We welcome you into our home tonight. We want to make room for you in our hearts and in our lives every day. Sometimes time goes by so quickly and there is so much to get done each day. Help us to recognize you when you show up at our door of our hearts asking if there is room. Help us to see that it is you, especially when you come in a way, or at a time, that is unexpected.
CLOSE this time by extinguishing the candle or leaving it lit throughout a meal or the evening’s activities. Leave the figurines displayed if possible.
Additional questions to ponder with older children and adults:
- Mary and Joseph, the shepherds, and the wise men were all away from home when they experienced Jesus’ birth. How can being away from home open us to encountering God in new ways? Has there been a time when you have seen God in a new way away from home? Share these stories.
- Imagine how Mary and Joseph must have felt as they found there wasn’t room for them. What kind of pressure was Joseph under? What fears might Mary have had?
- Moms and Dads, what is it like to wait 40 weeks for a baby to be born? What are the hard parts? What are the fun parts? Think of a time when you have waited for Jesus to arrive in a situation. What was the waiting like? Are you waiting now? What comforts you in your waiting?
GATHER your family around the scene that was created the previous day.
LIGHT the candle.
READ Luke 1:26-35, 38 and Luke 2:1-7
- Have you ever gotten to see or hold a brand new baby? What are they like? What do they need? What would it have been like to hold a brand new baby with animals nearby?
- The Christmas carol Away in a Manger makes it sound like baby Jesus didn’t cry:“But little Lord Jesus, no crying he makes.” But Jesus was a real baby and he did what all babies do. What kinds of things do babies do?
- It’s hard to describe how a mom and dad feel when their baby is finally born. It’s a mix of happy and relieved, with a little nervous thrown in. Take a few moments and share about the day the children in your family were born. What were your thoughts, how did you feel? Mary and Joseph must have felt all of those things, too.
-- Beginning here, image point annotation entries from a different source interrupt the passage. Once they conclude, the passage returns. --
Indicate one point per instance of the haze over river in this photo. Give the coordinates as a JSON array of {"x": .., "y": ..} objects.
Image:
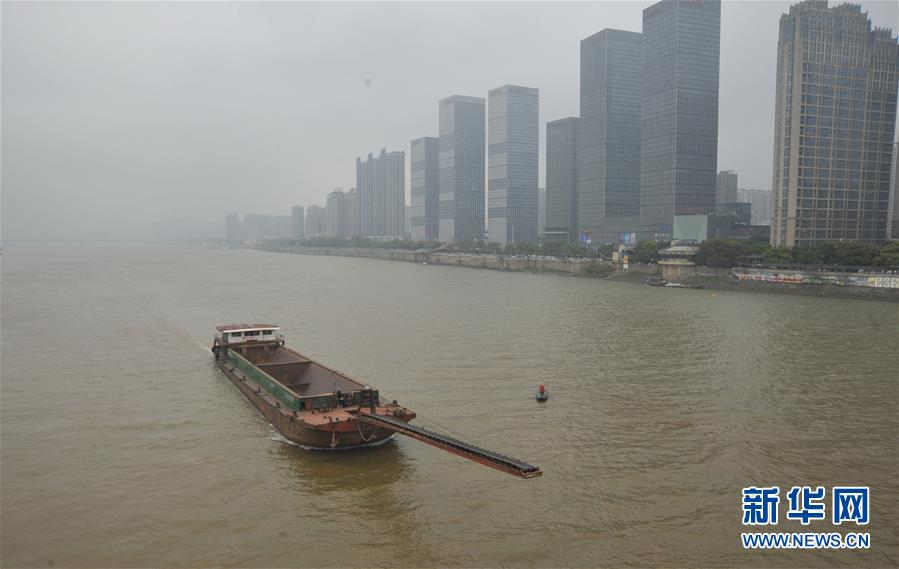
[{"x": 123, "y": 445}]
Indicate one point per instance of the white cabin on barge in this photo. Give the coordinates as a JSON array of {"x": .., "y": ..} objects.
[{"x": 240, "y": 333}]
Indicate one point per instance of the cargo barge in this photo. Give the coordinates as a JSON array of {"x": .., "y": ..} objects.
[{"x": 317, "y": 407}]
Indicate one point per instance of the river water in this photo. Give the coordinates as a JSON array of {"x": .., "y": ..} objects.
[{"x": 123, "y": 445}]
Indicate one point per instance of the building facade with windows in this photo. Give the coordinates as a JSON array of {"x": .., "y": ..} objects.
[
  {"x": 297, "y": 222},
  {"x": 380, "y": 199},
  {"x": 424, "y": 171},
  {"x": 679, "y": 152},
  {"x": 512, "y": 163},
  {"x": 835, "y": 119},
  {"x": 726, "y": 189},
  {"x": 461, "y": 178},
  {"x": 761, "y": 202},
  {"x": 609, "y": 161},
  {"x": 562, "y": 148}
]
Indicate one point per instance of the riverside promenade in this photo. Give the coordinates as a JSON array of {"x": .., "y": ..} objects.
[{"x": 862, "y": 286}]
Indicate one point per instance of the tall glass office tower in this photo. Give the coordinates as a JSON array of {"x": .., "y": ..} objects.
[
  {"x": 425, "y": 162},
  {"x": 461, "y": 208},
  {"x": 835, "y": 119},
  {"x": 562, "y": 142},
  {"x": 679, "y": 151},
  {"x": 512, "y": 159},
  {"x": 609, "y": 165}
]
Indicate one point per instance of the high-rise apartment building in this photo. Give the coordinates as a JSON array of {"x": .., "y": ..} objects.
[
  {"x": 232, "y": 227},
  {"x": 609, "y": 163},
  {"x": 461, "y": 154},
  {"x": 541, "y": 213},
  {"x": 425, "y": 169},
  {"x": 297, "y": 222},
  {"x": 893, "y": 233},
  {"x": 761, "y": 202},
  {"x": 381, "y": 194},
  {"x": 512, "y": 162},
  {"x": 315, "y": 224},
  {"x": 562, "y": 144},
  {"x": 679, "y": 154},
  {"x": 835, "y": 119},
  {"x": 726, "y": 189}
]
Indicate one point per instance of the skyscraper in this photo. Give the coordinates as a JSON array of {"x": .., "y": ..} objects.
[
  {"x": 893, "y": 233},
  {"x": 461, "y": 208},
  {"x": 425, "y": 170},
  {"x": 381, "y": 194},
  {"x": 339, "y": 214},
  {"x": 835, "y": 118},
  {"x": 726, "y": 188},
  {"x": 512, "y": 161},
  {"x": 315, "y": 221},
  {"x": 562, "y": 143},
  {"x": 609, "y": 164},
  {"x": 679, "y": 153},
  {"x": 232, "y": 227},
  {"x": 761, "y": 204},
  {"x": 297, "y": 222}
]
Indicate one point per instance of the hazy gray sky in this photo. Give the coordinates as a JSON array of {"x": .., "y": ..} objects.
[{"x": 118, "y": 115}]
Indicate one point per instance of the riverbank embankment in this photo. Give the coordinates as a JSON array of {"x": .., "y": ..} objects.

What do you think they said to Jesus and to each other as they huddled together that first night?
SING a verse from a favorite Christmas carol together.
Thank you for being our guest. You are always welcome in our home. Like Mary and Joseph, we feel all sorts of things when you come into our lives. But most of all we are grateful. Teach us to look for your arrival, help us to wait with anticipation and show us what it means to make room for you.
CLOSE this time by extinguishing the candle or leaving it lit throughout a meal or the evening’s activities.
INVITE the children to pack the figurines and other items back into the basket and offer a prayer for the next family who will host them.
Additional questions to talk about with older children and adults:
- Read Philippians 2:5-11. Verse 8 tells us that Jesus “humbled himself”. What did Jesus give up when he became not only a human but a baby? What do we learn from this example about what humility looks like?
- Tonight we asked the question, “What kinds of things do babies do?” I’m sure the list included some pretty “earthy” things. For every stage of Jesus’ life we could make a similar list. He got tired, hurt, sick, and sad. What is your gut reaction to this list? In what ways does it fit or not fit with your ideas about who Jesus is?
- Moms and dads, take a moment to remember bringing your first child home. What was that first night like? Re-orienting a babies’ days and nights can take us to the limits of what’s humanly possible! What do you think Mary and Joseph’s first days and nights with Jesus were like?